The advantage of the NaCL would be performance - if someone needs it say, for multimedia, gaming, etc... It does not mean that everybody needs to use it but it would be good to have it as an option. The fact that computers are getting faster does not render it any less relevant as modern multimedia/gaming is always pushing the limits of the hardware.
Of course in this case the "web application" would crash, again, assuming that the sandbox works. That's already bad enough.
Javascript is higher-level than C++ in many points. For example in Javascript you have no way to intentionally or unintentionally access your return stack, something that's commonly done in C++ and C. Then look at memory management. On C/C++ it's easy to have a memory leak somewhere. There is no (standard) way of finding out which memory to free in order to do garbage collection. (Of course you can implement it yourself or use some library which may or may not work transparently)
Performance is only a pretext. If you have the sourcecode in, let's say Javascript, you can just as well compile it to native code, just like you do with that semi-portable bytecode.
You do however loose one important thing, the source code.
“already need to build separate modules for 32-bit and 64-bit Intel processors” is not true: NaCl is 32-bit only for a very specific reason.. it uses Intel segment registers to provide the sandbox (Newlib functions are the only ones allowed to change segment register values to access memory outside the sandbox). When the AMD/Intel CPU is in AMD64 mode, those segment registers are aliased to provide additional general purpose registers.
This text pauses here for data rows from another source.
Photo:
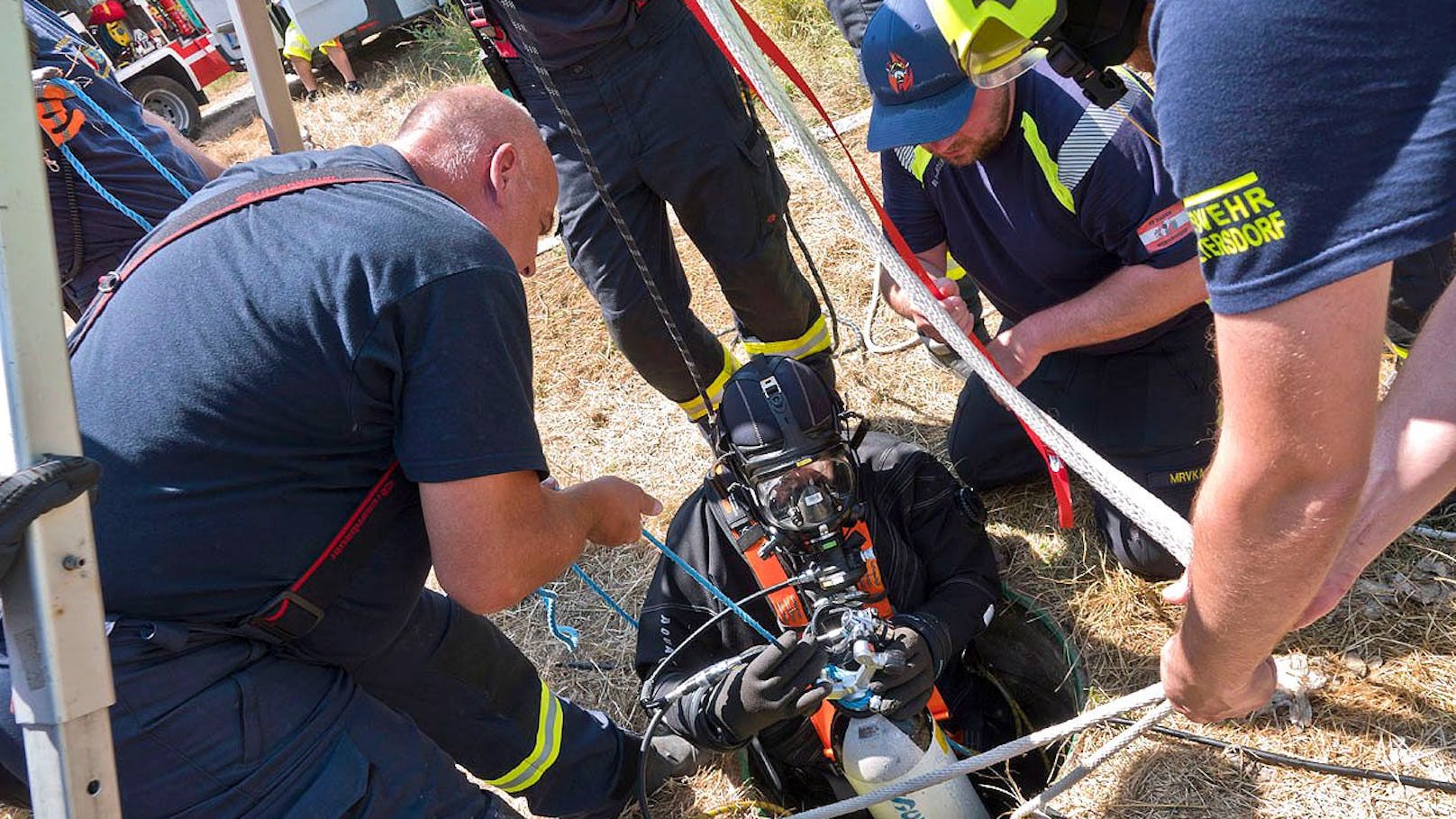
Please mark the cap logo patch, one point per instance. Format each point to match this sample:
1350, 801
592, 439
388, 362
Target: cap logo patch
900, 73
Leaving aside the dependence on a deprecated feature of a legacy mode, NaCl was quite a neat solution to a complex problem, but the move to AMD64 (or ARM5/6/7 or PowerPC or Mips or …you get the idea) required a smarter approach. Portable NaCl (featuring LLVM) was billed as the future solution because an enhanced LLVM backend could add in the a software equivalent to the NaCl hardware sandbox.. but there was a problem: PnaCl bitcode was slower than V8 Javascript code for common tasks!
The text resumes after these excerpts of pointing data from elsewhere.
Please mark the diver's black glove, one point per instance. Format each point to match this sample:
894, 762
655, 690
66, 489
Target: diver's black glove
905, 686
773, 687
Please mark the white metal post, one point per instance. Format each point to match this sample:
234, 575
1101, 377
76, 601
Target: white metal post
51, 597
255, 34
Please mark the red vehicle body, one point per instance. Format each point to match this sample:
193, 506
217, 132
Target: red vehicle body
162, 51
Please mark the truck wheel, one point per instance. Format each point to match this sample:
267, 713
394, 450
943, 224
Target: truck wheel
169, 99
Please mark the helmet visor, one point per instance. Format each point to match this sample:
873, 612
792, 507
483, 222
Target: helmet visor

So NaCl for ARM looks like an admission that Google just couldn’t get Portable NaCl to be fast enough to bother with! So NaCl developers face the prospect of providing different binaries for every different processor from every different manufacture (NB Snapdragon ARM may not be the same as Tegra ARM).. but that OK ‘cus even Google knows they are the only ones ever to use it, because they’re the only ones with an interest in Chromebook.. epic fail!